Enfin, la France reconnait l’Etat de Palestine, il n’est jamais trop tard pour bien faire ! mais il ne faut pas en rester là

1 Oct, 2025

Le 4 mars 1982, M. François Mitterrand, dans son discours à la Knesset de Jérusalem, la France a demandé la reconnaissance de l’Etat de Palestine. Et depuis, rien. Il a fallu attendre plus de 40 ans, pour que cette reconnaissance soit officialisée par un discours de M. Emmanuel Macron à la tribune de l’Assemblée générale des Nations-Unies (ONU) ce lundi 22 septembre 2025.  Enfin un premier geste « concret », après de nombreux morts, de souffrances et d’un risque de génocide reconnu par la Cour internationale de justice (CIJ) depuis le 26 janvier 2024 et qui se poursuit aux yeux du monde entier sans aucune réaction forte pour arrêter le massacre ni aucune sanction. “Ce sont les vies de centaines de milliers de personnes déplacées, blessées, affamées, traumatisées, qui continuent d’être détruites, a déclaré dans son discours M. Macron.

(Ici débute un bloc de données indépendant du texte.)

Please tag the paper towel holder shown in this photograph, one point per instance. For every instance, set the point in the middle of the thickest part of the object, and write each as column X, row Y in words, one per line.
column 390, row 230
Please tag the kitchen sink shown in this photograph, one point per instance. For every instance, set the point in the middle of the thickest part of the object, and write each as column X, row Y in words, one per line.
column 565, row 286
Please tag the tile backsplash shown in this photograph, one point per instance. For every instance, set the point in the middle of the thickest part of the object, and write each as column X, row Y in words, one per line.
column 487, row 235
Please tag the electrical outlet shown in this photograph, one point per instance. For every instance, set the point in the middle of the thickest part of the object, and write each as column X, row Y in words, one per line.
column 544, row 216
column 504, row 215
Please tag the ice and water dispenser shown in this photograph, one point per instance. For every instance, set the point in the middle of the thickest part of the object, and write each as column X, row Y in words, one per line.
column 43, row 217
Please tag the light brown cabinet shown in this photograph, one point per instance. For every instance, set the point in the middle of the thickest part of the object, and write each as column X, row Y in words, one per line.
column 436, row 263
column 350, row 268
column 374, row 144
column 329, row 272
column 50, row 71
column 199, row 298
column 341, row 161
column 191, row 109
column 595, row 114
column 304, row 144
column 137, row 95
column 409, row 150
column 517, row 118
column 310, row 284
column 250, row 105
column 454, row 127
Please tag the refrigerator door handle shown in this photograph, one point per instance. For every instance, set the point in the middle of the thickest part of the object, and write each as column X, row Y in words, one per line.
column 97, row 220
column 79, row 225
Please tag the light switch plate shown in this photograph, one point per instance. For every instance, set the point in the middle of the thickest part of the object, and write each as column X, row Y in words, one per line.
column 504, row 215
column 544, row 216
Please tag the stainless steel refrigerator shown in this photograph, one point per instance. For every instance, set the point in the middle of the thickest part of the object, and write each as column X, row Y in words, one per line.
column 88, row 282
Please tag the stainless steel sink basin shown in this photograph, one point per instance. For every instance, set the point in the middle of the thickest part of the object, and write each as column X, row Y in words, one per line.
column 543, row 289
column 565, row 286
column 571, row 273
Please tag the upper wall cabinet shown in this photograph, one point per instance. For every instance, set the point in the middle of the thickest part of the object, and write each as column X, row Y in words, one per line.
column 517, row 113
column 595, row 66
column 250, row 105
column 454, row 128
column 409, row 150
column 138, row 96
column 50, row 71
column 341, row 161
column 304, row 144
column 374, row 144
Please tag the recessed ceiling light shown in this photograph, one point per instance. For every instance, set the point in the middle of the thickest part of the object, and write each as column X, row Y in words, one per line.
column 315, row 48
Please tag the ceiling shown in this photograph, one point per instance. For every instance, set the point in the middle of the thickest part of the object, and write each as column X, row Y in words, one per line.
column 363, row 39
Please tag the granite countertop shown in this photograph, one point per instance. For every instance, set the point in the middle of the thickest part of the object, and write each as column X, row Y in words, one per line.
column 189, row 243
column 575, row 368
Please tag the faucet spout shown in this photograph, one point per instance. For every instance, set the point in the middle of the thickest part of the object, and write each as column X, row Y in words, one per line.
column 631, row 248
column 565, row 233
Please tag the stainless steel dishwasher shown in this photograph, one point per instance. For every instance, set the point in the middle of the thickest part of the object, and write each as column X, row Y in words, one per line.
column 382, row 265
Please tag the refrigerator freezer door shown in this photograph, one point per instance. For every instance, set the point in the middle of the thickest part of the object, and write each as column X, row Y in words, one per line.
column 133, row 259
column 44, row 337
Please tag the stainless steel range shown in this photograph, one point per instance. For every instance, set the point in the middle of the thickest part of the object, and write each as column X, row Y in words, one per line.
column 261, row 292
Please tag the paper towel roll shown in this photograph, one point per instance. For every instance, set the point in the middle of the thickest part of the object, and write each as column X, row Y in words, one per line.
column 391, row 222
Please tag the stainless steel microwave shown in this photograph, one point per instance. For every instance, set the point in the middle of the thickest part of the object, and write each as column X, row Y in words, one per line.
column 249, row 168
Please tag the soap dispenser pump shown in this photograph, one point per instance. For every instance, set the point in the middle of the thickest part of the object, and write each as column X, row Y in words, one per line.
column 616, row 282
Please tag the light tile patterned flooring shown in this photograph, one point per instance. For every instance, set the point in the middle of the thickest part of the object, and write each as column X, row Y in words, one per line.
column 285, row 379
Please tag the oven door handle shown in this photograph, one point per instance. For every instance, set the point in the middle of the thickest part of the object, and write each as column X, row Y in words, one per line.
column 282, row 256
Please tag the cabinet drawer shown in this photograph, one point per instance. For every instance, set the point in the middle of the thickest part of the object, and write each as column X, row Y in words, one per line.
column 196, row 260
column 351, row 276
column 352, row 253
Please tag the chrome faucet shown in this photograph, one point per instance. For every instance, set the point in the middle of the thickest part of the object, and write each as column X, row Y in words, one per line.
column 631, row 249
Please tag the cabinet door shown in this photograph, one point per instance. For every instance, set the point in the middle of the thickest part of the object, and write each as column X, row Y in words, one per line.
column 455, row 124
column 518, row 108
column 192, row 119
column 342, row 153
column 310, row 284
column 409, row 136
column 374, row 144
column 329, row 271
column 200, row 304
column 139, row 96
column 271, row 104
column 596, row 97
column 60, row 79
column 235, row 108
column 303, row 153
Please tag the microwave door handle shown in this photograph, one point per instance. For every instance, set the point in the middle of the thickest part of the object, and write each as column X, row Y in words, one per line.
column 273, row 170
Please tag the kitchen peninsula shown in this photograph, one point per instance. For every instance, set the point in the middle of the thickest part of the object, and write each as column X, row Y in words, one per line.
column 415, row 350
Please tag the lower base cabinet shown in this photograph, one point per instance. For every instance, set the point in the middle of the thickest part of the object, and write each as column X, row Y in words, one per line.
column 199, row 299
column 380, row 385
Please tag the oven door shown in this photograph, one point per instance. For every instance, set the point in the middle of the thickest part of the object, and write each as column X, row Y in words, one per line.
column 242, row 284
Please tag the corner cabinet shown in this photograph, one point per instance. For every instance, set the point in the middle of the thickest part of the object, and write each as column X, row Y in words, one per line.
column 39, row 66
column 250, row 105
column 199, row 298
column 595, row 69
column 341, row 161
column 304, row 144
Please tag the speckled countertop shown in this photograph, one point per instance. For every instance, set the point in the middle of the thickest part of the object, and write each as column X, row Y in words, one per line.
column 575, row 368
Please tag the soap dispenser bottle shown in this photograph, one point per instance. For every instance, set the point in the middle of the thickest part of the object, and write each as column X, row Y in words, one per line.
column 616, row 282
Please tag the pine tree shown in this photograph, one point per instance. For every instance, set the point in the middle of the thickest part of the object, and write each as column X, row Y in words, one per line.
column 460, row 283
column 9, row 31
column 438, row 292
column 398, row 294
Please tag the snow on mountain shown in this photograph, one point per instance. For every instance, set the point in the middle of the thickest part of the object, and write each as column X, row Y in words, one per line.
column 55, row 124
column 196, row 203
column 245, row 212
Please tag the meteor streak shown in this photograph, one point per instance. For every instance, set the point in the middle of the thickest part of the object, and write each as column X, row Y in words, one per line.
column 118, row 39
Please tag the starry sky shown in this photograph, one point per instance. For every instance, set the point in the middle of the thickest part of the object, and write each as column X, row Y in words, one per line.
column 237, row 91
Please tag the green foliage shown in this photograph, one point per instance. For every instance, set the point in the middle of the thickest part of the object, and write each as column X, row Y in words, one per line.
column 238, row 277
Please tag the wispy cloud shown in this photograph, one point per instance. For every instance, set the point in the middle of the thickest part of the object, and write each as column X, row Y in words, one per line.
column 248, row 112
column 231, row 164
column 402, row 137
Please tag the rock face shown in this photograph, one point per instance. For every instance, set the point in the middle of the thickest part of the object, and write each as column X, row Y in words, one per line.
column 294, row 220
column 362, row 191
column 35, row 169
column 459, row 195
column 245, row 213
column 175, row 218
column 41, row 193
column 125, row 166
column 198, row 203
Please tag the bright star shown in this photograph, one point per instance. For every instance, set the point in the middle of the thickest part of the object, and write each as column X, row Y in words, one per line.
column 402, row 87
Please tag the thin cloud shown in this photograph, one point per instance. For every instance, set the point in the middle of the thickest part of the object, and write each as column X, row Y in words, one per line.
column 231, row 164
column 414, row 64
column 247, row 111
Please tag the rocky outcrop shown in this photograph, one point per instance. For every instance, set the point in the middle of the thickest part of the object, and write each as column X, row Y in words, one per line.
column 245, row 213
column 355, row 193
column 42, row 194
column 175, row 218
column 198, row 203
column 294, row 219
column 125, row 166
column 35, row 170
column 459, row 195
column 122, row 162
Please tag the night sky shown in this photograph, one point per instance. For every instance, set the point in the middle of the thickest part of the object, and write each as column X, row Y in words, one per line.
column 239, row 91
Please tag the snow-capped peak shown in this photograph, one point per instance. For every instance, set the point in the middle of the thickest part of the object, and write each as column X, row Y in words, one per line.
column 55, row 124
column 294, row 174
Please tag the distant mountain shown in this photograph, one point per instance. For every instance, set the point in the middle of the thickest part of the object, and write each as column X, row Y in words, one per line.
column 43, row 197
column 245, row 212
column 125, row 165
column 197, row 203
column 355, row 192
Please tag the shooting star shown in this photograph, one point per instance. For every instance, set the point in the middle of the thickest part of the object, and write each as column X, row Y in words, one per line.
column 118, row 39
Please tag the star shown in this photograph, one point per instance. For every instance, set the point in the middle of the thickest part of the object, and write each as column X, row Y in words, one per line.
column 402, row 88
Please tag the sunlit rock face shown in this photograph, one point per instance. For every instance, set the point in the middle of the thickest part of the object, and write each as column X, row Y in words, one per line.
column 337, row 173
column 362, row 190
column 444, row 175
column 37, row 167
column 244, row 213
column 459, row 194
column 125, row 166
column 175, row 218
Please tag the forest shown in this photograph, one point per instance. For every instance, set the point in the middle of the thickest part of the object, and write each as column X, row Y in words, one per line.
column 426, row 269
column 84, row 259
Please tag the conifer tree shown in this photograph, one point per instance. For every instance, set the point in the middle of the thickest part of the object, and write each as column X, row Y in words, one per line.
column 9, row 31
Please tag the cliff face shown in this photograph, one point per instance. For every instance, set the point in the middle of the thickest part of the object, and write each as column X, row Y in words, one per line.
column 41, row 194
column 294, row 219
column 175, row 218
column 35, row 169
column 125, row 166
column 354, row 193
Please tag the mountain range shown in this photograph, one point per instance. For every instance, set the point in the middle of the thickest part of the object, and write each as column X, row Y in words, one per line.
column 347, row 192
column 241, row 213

Plusieurs pays ont suivi la France dans cette démarche, aujourd’hui ce sont 158 des 193 Etats membres de l’ONU qui ont reconnu l’Etat de Palestine dont 15 pays depuis le commencement de la guerre à Gaza. Sur les 5 membres permanents du conseil de sécurité de l’ONU, il en manque seulement un sans l’accord duquel l’État Palestinien ne pourra accéder au titre officiel de membre de l’ONU : les USA dont le président Trump continue de déverser vers Israël ses milliards de dollars et ses armes destructrices pour assurer son hégémonie sur tous les pays de la région. Ces milliards que Trump a soustrait aux aides humanitaires mondiales et qui servent à l’armée israélienne pour détruire les hôpitaux, les écoles, les logements, …et toute vie à Gaza.

Avec le soutien de son ami Trump, ce petit Etat, après plusieurs intimidations et accusations d’antisémitisme, s’est permis de menacer de grands pays comme la France, la Grande Bretagne, l’Australie, … de représailles et de sanctions. Le monde à l’envers ? alors que les pays occidentaux multiplient les sanctions, à juste raison, contre la Russie, pas la moindre petite sanction contre Israël qui continue ses exactions en toute impunité et qui se permet même de bombarder des convois humanitaires dans les eaux territoriales européenne !

En représailles à la demande de reconnaissance de l’Etat de Palestine, M. Nétanyahu, menace d’annexer le peu de territoire Palestinien occupé qui ne l’est pas encore. Ce qui annonce un nouvel Apartheid, comme l’avais prédit Yitzhak Rabin dans les années 1990, Apartheid qui a par ailleurs commencé depuis plusieurs années et a déjà été documenté et dénoncé par plusieurs intellectuels dont des Israéliens. Mais, malgré les annexions répétées par Israël depuis 1948, celles-ci ne changeront pas le droit international et il est temps de faire respecter ce qui avait été acté par l’ONU en 1947, et de permettre au peuple palestinien de vivre en paix et en sécurité dans leur territoire.

Il est vrai que la reconnaissance de l’Etat de Palestine ne changera rien dans l’immédiat, tant que les Etats Unis d’Amérique ne reviennent pas à la raison et au droit. Mais selon M. Elias Sanbar, ancien ambassadeur de la Palestine à l’Unesco, ex-négociateur des accords d’Oslo, interviewé sur France-Inter, cette déclaration est « une rupture fondamentale». Il évoque “tous ceux qui sont tombés parce qu’ils voulaient sortir d’une invisibilité imposée.… Nous étions relégués à une absence pour toujours »  et dans le discours de Mr Macron « le fondement de la reconnaissance est ramené au mois de novembre 1947, quand l’ONU proclame le projet de deux états, un arabe et un juif, Il y est fait très clairement acte que cela concerne deux peuples (…) dont l’un a toujours été considéré comme n’ayant jamais existé.” Ainsi, poursuit-il, la France “part du fait que l’un des acteurs concernés a le droit à l’autodétermination. ».

Il ajoute « Le projet va être très compliqué, il n’y a pas de doute, mais les principes sont là », reconnaît Elias Sanbar.

Le discours de Nétanyahu le 26 septembre à l’ONU n’est guère rassurant et les négociations entre le Leader Israélien et le Président des Etats Unis, qui n’évoquent que Gaza sans le reste des territoires occupés, confirment bien la complexité de ce projet.

Mais gardons à l’esprit qu’il n’y aura jamais de paix « par la force » comme le proclame Nétanyahu, sans la juste solution de deux états.